Workday has been targeted in a social engineering campaign with threat actors gaining access to information from a “third-party CRM platform”, the company has said.
The HR giant – which boasts 20,000 employees and 11,000 customers in more than 175 countries – revealed the attacks in a blog post on August 15. While the post did not name Salesforce directly, it comes amid a wave of data theft attacks against the cloud giant’s customers.
Chanel, Qantas, Adidas, and Victoria’s Secret are among those reported to be facing social engineering attacks. Google, which was also targeted, revealed in a blog post that the actor had claimed affiliation with the hacking group ShinyHunters (aka UNC6240).
Amid the spate of attacks, Salesforce has had to post an advisory statement explaining that their platform has not been compromised, and the issue is not due to “any known vulnerability in our technology”.
Note from SF Ben: The potential for compromised connected apps in Salesforce orgs is ongoing. We at Salesforce Ben strongly recommend that all admins and org owners should prioritize auditing the connected apps currently in use in their orgs. This includes identifying the origin of all connected apps, removing any unused or unknown apps, setting permissions for access to remaining apps, and removing the ability for any user to add connected apps without approval. We have published this article to help.
Workday Data Breach: What Happened?
Workday revealed in a statement that they had been hit in a recent social engineering campaign targeting many large organizations.
The company said that, in this campaign, threat actors contact employees by text or phone pretending to be from human resources or IT, with the goal of tricking employees into giving up account access or their personal information.
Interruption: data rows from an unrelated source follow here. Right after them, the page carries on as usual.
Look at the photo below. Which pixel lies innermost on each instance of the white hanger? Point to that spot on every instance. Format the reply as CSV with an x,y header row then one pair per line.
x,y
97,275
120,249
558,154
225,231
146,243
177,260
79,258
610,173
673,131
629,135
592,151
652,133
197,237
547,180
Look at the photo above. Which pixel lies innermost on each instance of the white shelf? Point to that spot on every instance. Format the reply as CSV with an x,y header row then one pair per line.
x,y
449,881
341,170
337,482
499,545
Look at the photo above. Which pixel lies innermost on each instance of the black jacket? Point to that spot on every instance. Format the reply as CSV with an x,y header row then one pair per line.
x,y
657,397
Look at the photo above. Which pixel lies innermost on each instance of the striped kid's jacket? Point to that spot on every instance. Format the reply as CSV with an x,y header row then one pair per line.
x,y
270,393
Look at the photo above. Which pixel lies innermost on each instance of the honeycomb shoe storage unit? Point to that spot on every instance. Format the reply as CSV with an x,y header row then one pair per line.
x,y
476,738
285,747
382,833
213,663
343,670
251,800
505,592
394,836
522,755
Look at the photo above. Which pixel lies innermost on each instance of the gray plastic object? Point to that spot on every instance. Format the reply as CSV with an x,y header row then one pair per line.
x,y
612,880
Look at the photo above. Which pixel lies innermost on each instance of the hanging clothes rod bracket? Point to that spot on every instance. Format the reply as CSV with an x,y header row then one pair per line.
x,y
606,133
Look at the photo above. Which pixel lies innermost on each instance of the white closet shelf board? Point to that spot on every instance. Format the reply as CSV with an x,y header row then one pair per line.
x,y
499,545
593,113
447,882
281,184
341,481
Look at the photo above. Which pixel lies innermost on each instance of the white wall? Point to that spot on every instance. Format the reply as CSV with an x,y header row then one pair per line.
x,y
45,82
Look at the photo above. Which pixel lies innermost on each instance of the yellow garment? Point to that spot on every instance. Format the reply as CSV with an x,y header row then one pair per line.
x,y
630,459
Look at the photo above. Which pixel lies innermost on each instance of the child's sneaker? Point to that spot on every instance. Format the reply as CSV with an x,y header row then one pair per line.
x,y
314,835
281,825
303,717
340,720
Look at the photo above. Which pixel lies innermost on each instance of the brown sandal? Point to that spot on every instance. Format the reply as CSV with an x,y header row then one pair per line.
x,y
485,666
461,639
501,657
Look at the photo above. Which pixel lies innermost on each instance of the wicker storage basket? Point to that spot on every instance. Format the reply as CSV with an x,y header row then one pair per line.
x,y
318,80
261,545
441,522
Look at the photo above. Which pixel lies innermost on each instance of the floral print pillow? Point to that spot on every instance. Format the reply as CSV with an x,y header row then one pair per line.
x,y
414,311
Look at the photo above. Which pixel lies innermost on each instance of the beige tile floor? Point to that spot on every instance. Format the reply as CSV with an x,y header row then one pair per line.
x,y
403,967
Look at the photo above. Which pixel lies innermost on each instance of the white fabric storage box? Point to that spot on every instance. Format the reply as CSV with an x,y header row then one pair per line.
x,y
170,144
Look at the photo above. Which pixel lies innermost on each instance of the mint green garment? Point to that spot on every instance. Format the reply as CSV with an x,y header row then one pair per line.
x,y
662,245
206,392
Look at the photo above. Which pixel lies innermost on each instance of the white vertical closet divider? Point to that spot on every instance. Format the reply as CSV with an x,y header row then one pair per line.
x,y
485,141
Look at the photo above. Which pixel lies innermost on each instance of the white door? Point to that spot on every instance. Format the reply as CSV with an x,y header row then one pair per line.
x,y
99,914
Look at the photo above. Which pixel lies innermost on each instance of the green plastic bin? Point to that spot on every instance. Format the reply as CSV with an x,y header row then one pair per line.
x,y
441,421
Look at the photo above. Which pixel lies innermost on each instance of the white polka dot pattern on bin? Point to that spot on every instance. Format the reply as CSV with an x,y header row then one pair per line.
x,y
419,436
This will sound familiar to those of us who have been keeping up with the recent news of Salesforce-related data breaches at other large companies.
Workday said: “We recently identified that Workday had been targeted, and threat actors were able to access some information from our third-party CRM platform. There is no indication of access to customer tenants or the data within them. We acted quickly to cut the access and have added extra safeguards to protect against similar incidents in the future.
“The type of information the actor obtained was primarily commonly available business contact information, like names, email addresses, and phone numbers, potentially to further their social engineering scams.
“It’s important to remember that Workday will never contact anyone by phone to request a password or any other secure details. All official communications from Workday come through our trusted support channels.”
The company directed readers to their Security and Trust page.
In a separate notification sent to customers who may have been affected by the incident, Workday said that the breach was discovered on August 6, according to BleepingComputer.
Salesforce Ben has contacted Workday for comment.
Final Thoughts
It seems likely we haven’t seen the last of this kind of statement from a large business. Big names keep coming out, revealing they have been targeted, and, if we take quotes attributed to a ShinyHunters spokesperson in an interview with Databreaches.net, things are only going to get worse.
They said: “If trillionaires like Google can’t stop us, then billionaires are nothing. Law enforcement doesn’t have such funding or massive budgets either. They will forget about us in a month or two once we’re done. Then we’ll come back and launch another several-month to year-long sophisticated campaign. Next time it’s going to be much, much worse.”
The old adage, attributed to Robert Mueller, seems to be ringing ever more accurate by the day: “There are only two types of companies: Those that have been hacked and those that will be hacked.”